Like Harold and Maude, Gary and Alana go on adventures together and almost get into trouble. There are no "big events", though, except for one that almost veers into thriller territory when Gary gets arrested for reasons that won't be spoiled here. For the most part, Anderson channels Richard Linklater's vibe and tone in Slackers and Dazed and Confused. No one gets shot or ends up in the hospital with cancer. There are some very funny and witty scenes, i.e. the Shabbat dinner scene with Alana, Lance (Skyler Gisondo) and Alana's family.
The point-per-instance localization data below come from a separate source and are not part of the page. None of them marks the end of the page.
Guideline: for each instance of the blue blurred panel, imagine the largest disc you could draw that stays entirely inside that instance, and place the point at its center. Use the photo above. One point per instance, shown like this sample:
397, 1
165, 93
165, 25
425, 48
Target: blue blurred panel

Fortunately, the humor doesn't resort to the lowest common denominator; this isn't Superbad, after all, but it does get pretty outrageous in a trippy way when Sean Penn shows up as Jack Holden and Bradley Cooper as Jon Peters, a movie producer who's in a relationship with Barbara Streisand. A joke about how Gary mispronounces her last name is humorous, but it goes on a little too long. Between the comedic moments, there's just enough heartfelt moments between Gary and Alana to make their relationship feel poignant. The third act could be interpreted literally which would make it unrealistic, very Hollywood and cheesy or as a fairy tale that's only in the innocent, naive mind of Gary which would make it more realistic, less cheesy and less Hollywood. Again, Anderson leaves that up to the audience to decide because it could be argued both ways, much like Ghost World's open ending which can be taken literally or metaphorically.
Cooper Hoffman, the son of Philip Seymour Hoffman, gives a solid performance as Gary. Alana Haim is a revelation as Alana Kane. She exudes pure, unadulterated warmth and charisma in her role. Even the supporting cast is terrific. Harriet Sansom Harris gives a hilarious performance in a brief scene at the beginning. Tom Waits is also superb as is Christine Ebersole and Maya Rudolph. They're all clearly having fun with their roles, and that fun transfers to the audience as well. Blink and you'll miss seeing a nearly unrecognizable John C. Reilly. The costume design, set design, cinematography and use of music are all top-notch and feel authentic to the 70's time period. Watch Licorice Pizza on a 35mm or 70mm print if your movie theater offers it instead of on digital because that's the best way to experience the film. Digital might often be sharper than film, but it lacks the warmth and glow of a film print. At a running time of 2 hours and 13 minutes, Licorice Pizza is a funny, sweet and tender coming-of-age film with shades of Dazed and Confused, Harold & Maude and Ghost World.